Because Sanford has hit capacity on all available sheltering options and essential services, migrants who wish to apply for a housing vouchers are left searching for options on their own.
There are only two hotels in Sanford that accept GA housing vouchers, and those businesses will stop accepting the vouchers this summer when tourism season begins, at which time the asylum seekers will be turned out onto the street and left to self-direct housing options.
How are migrants, most of whom do not speak English, expected to find housing options on their own during what is already a housing shortage in Maine?
“Now they have to self-direct, come on, how is that going to work? They can’t self direct,” Buck stated in the interview. “We can’t take in a hundred plus a day when there’s no available lodging here.”
Buck said a recently hired fire department employee who moved to Sanford from Aroostook County had a difficult time finding a one-bed apartment in the area. Even if migrants can get housing vouchers, they’re likely to face similar difficulties as they search for housing.
[LISTEN: Maine Wire Editor-in-Chief Steven Robinson on WVOM’s George Hale and Ric Tyler Show this morning to discuss the Maine Wire’s reporting on the ongoing debacle in Sanford]
Sanford shows the cost of a flawed GA program
Sanford allocated $155,000 to their municipal General Assistance program for FY 2022-2023, but as of Tuesday’s emergency City Council meeting they had spent $483,724 on GA services, exceeding their budget by $327,724.37.
With 8 weeks remaining in the fiscal year, City Manager Buck stated on Tuesday that Sanford is still waiting for the 70 percent state reimbursement for municipal GA spending.
On April 13, Sen.

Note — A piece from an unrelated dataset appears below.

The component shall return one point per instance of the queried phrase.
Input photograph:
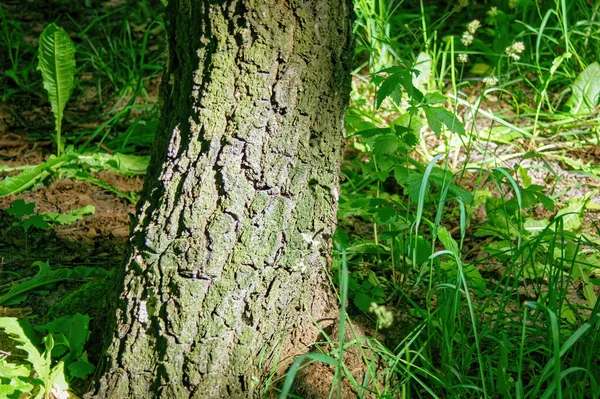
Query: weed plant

Marianne Moore (R-Washington) proposed LD 1664, “An Act to Increase Reimbursement Under the General Assistance Program,” which advocates raising this state reimbursement from 70 to 90 percent.

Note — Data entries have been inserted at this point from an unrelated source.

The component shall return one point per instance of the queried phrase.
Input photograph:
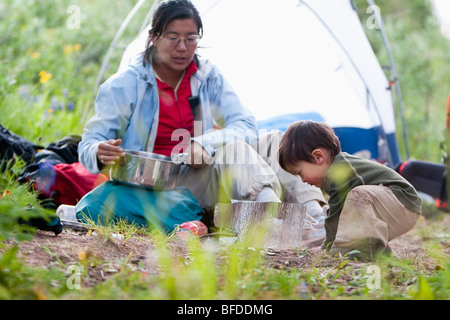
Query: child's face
(312, 173)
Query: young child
(369, 203)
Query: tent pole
(394, 77)
(112, 46)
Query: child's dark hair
(302, 137)
(168, 11)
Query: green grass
(35, 41)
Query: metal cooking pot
(148, 169)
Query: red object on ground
(191, 228)
(70, 183)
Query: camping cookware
(148, 169)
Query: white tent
(300, 59)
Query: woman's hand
(198, 157)
(109, 152)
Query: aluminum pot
(148, 169)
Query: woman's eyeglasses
(173, 41)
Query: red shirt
(175, 113)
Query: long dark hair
(166, 12)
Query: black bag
(11, 144)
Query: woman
(170, 101)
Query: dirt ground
(108, 254)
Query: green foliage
(46, 92)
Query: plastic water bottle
(191, 228)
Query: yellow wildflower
(68, 49)
(45, 76)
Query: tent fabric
(300, 57)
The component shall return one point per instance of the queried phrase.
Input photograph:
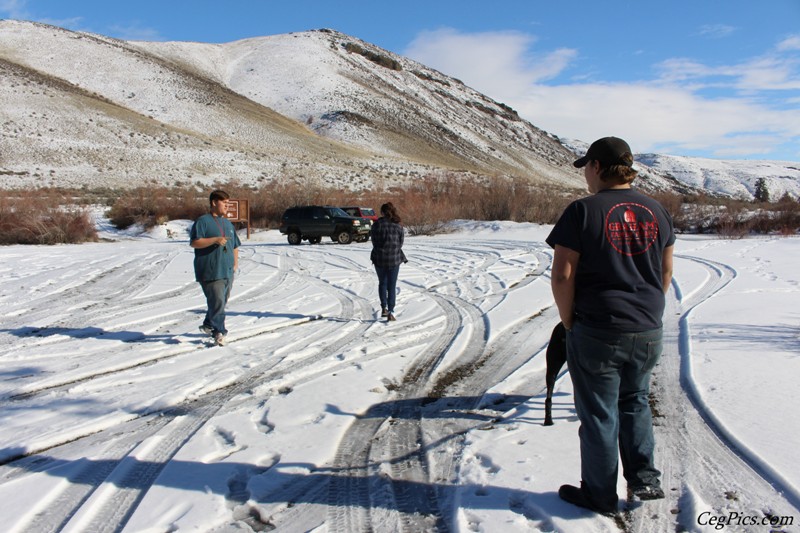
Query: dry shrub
(151, 205)
(42, 218)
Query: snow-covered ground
(116, 415)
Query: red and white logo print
(631, 228)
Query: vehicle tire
(344, 237)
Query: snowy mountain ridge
(319, 106)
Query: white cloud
(14, 9)
(495, 58)
(716, 31)
(747, 116)
(789, 44)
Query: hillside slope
(82, 109)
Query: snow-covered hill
(83, 109)
(730, 178)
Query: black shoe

Sen. Moore’s proposed bill has garnered bipartisan support, including a co-sponsorship from House Speaker Rachel Talbot Ross (D-Portland).
In a May 5 hearing before the Senate HHS Committee, Cullen Ryan, Executive Director of Community Housing of Maine (CHOM) presented testimony in support of LD 1664.

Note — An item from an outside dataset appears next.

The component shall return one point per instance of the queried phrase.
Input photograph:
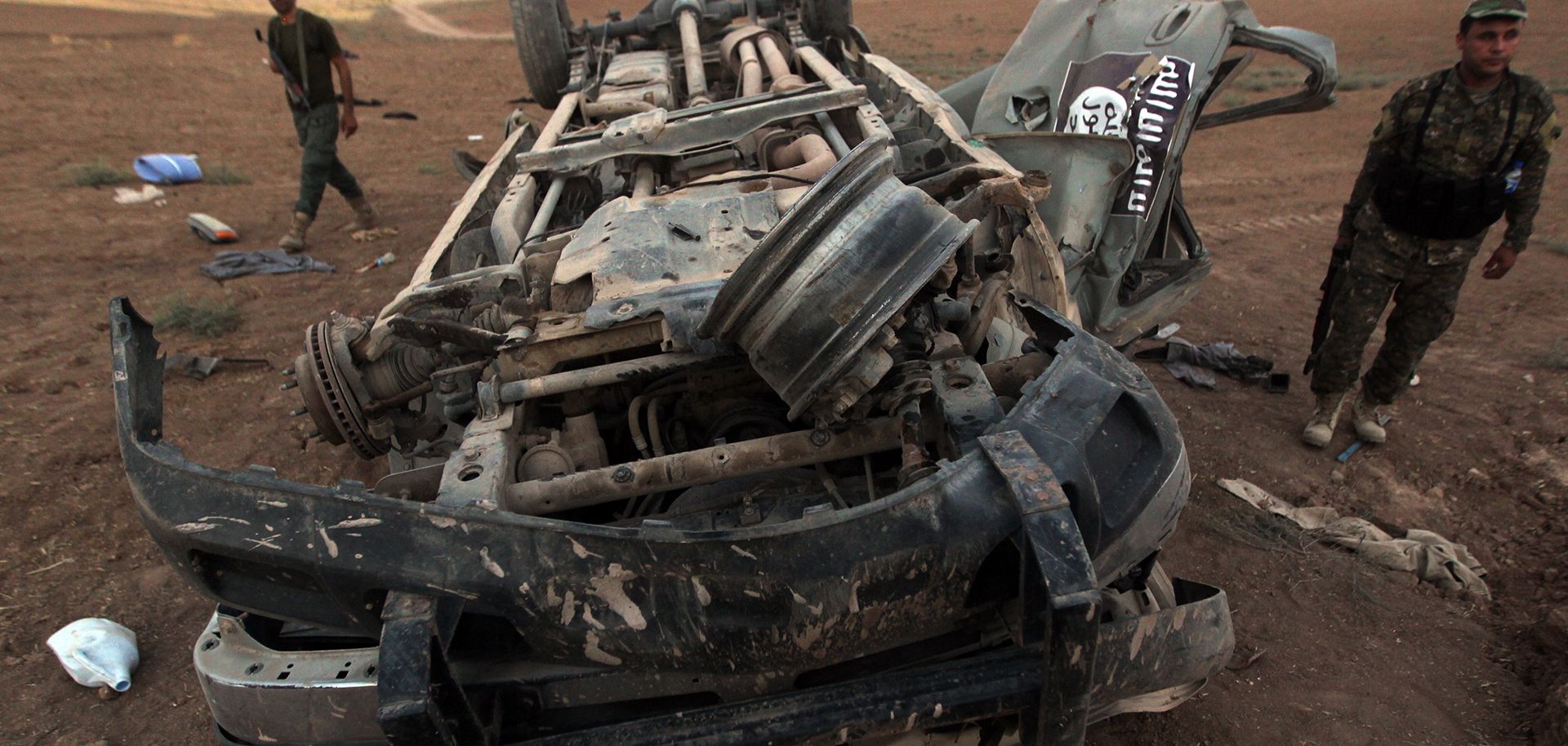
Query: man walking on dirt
(1454, 153)
(306, 47)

“The financial burden caused by the current reimbursement rate is too much of a barrier for most municipalities to overcome, causing people to leave their communities for larger service center areas,” Ryan testified.
Later in the hearing, James Myall, an Economic Policy Analyst for the Maine Center for Economic Policy (MECEP), also voiced support for Moore’s proposal.
“Increasing the state’s reimbursement to municipalities for the GA program is one of the most effective things this committee could do to improve the program,” Myall said. “It would recognize that the GA program deals with problems which are not, in fact, local, but statewide.”
At Tuesday’s emergency meeting, members of the Sanford City Council expressed support for Sen. Moore’s proposed reimbursement increase.
While raising state reimbursement for municipal GA expenditures to 90 percent may alleviate some of the immediate burden on Maine municipalities, Sanford City Manager Buck remains aggravated with the lack of support from federal and state partners.
“At the end of the day, here at the local level, as a municipal entity and a municipal provider, we’re the ones picking up the pieces,” Buck said.
Buck said he had pleaded with Maine’s Department of Health and Human Services (DHHS) for more resources to no avail.
“There’s no federal money flowing here to Sanford to address any of this. There’s no coordination with federal entities to address any of this here in Sanford.”
[RELATED: Biden Admin to Maine: Get Ready for Busloads of Migrants]
Moore’s legislative proposal may provide financial relief to Sanford and other municipalities affected by Maine’s migrant crisis.
Although LD 1664 may provide breathing room for municipal budgets, the money to cover GA benefits for Mainers and migrants ultimately comes from the same place: Maine taxpayers.